Di luar gedung pengadialan, puluhan aktivis HAM menggelar aksi unjuk rasa untuk menunjukkan solidaritas kepada Haris-Fatia. Mereka mengatakan kasus tersebut merupakan contoh pemyelewengan yudisial dan ancaman terhadap kebebasan berekspresi di Indonesia.
“Kasus ini hanya akan menambah catatan hitam demokrasi di Indonesia,” demikian pernyataan Koalisi Masyarakat Sipil yang beranggotakan KontraS dan kelompok lainnya. Fatia dan Haris juga menjadi korban pelecehan yudisial di mana “instrumen hukum digunakan untuk mengkriminalkan orang-orang yang aktif mengeluarkan pendapatnya.”
Sementara itu, Direktur Pusat Studi dan Kajian Konstitusi dari Universitas Andalas, Padang, Feri Amsari mengatakan langkah Luhut melaporkan Haris dan Fathia adalah represif.
“Saya menyampaikan hak konstitusional warga negara yang Bapak (Luhut) langgar, Bapak nistakan, dan abaikan. Oleh karena itu kita semua harus kembali jika ada masalah ke UUD untuk menyelesaikan masalah itu, dan upaya-upaya Pak Luhut adalah upaya-upaya yang represif,” kata Feri salah satu peserta aksi solidiaritas itu.
Amnesty International (AI) merilis pernyataan pada hari Senin yang menyerukan agar dakwaan dibatalkan terhadap keduanya.
“Ini adalah contoh nyata bagaimana pembela hak asasi manusia di Indonesia menghadapi represi yang meningkat atas ekspresi damai mereka. Pekerjaan para pembela hak asasi manusia harus dilindungi, bukan ditekan – paling tidak mengingat usulan pencalonan Indonesia untuk keanggotaan Dewan Hak Asasi Manusia PBB pada 2024-2026.
“Oleh karena itu kami mendesak pihak berwenang Indonesia untuk mencabut semua tuduhan terhadap Fatia dan Haris, yang menjadi sasaran hanya karena berdiskusi di YouTube.”
Dalam sebuah laporan yang dirilis pekan lalu, AI mengatakan kebebasan sipil di Indonesia menurun karena pemberlakuan undang-undang yang represif, kekerasan yang terus berlanjut oleh pihak berwenang dalam menanggapi protes, dan tingginya tingkat impunitas.

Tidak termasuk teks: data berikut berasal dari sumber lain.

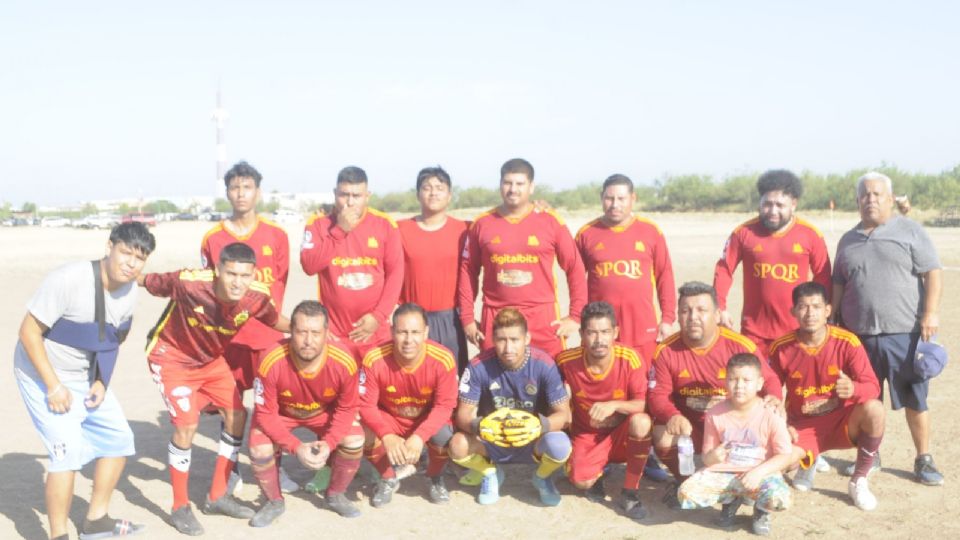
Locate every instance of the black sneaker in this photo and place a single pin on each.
(185, 522)
(384, 492)
(268, 513)
(340, 504)
(761, 522)
(631, 505)
(728, 515)
(227, 505)
(926, 472)
(438, 490)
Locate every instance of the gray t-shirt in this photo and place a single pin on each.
(68, 293)
(881, 274)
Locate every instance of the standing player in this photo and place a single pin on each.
(63, 363)
(185, 355)
(627, 263)
(608, 386)
(515, 245)
(432, 243)
(778, 250)
(514, 375)
(269, 241)
(691, 371)
(408, 393)
(832, 392)
(307, 382)
(357, 256)
(886, 289)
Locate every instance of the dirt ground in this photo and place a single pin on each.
(906, 510)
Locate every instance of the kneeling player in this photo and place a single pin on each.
(408, 391)
(608, 387)
(306, 382)
(831, 392)
(512, 375)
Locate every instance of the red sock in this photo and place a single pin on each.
(438, 460)
(345, 466)
(267, 473)
(179, 460)
(866, 452)
(227, 456)
(378, 458)
(637, 452)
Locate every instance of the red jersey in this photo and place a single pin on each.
(282, 390)
(423, 395)
(272, 247)
(773, 264)
(626, 266)
(810, 374)
(196, 322)
(625, 379)
(358, 272)
(431, 263)
(690, 381)
(516, 256)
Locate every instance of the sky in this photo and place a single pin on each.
(113, 99)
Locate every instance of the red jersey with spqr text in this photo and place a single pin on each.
(811, 374)
(626, 267)
(423, 395)
(196, 322)
(690, 381)
(773, 264)
(272, 248)
(624, 380)
(282, 390)
(517, 256)
(359, 272)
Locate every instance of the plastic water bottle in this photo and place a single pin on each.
(685, 454)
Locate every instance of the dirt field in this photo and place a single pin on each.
(906, 510)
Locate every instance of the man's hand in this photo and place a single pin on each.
(364, 328)
(565, 327)
(679, 425)
(474, 335)
(845, 386)
(59, 399)
(929, 324)
(95, 395)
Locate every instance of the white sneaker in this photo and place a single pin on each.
(287, 485)
(859, 490)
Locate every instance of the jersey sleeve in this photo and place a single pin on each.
(726, 266)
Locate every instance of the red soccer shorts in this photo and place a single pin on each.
(318, 424)
(187, 390)
(592, 451)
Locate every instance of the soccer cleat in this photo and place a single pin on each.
(631, 505)
(438, 490)
(268, 513)
(383, 493)
(287, 485)
(728, 514)
(185, 522)
(803, 478)
(342, 506)
(549, 495)
(859, 491)
(926, 472)
(490, 487)
(848, 470)
(227, 505)
(761, 522)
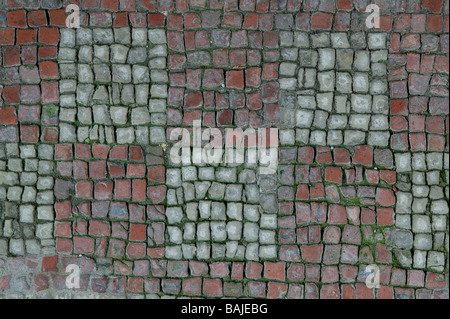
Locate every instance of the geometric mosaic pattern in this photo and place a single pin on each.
(86, 176)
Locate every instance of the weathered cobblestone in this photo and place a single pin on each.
(87, 177)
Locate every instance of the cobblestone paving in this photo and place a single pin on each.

Laporan itu mengatakan pembela hak asasi manusia, akademisi, jurnalis dan mahasiswa termasuk di antara mereka yang dituntut dan mendapatkan ketidakadilan karena kegiatan mereka yang sah.
Dalam laporan terpisah berjudul “Gold Rush,” Amnesty International pada tahun 2022 mendokumentasikan “peningkatan dramatis” aksi kekerasan termasuk 12 kasus pembunuhan di luar proses hukum dan pembatasan pada penduduk asli Papua, berdasarkan wawancara dengan penduduk setempat yang dilakukan antara Maret 2021 dan Januari 2022.
“Kabupaten Intan Jaya telah menjadi hotspot konflik dan represi,” kata João Guilherme Bieber, peneliti lingkungan di Amnesty International, dalam konferensi pers merilis laporan itu di Jakarta.
“Dengan latar belakang kekerasan, ketidakamanan, dan ketakutan inilah pemerintah Indonesia berencana untuk mengembangkan kegiatan penambangan di Blok Wabu, dan itulah mengapa kami khawatir,” kata Bieber.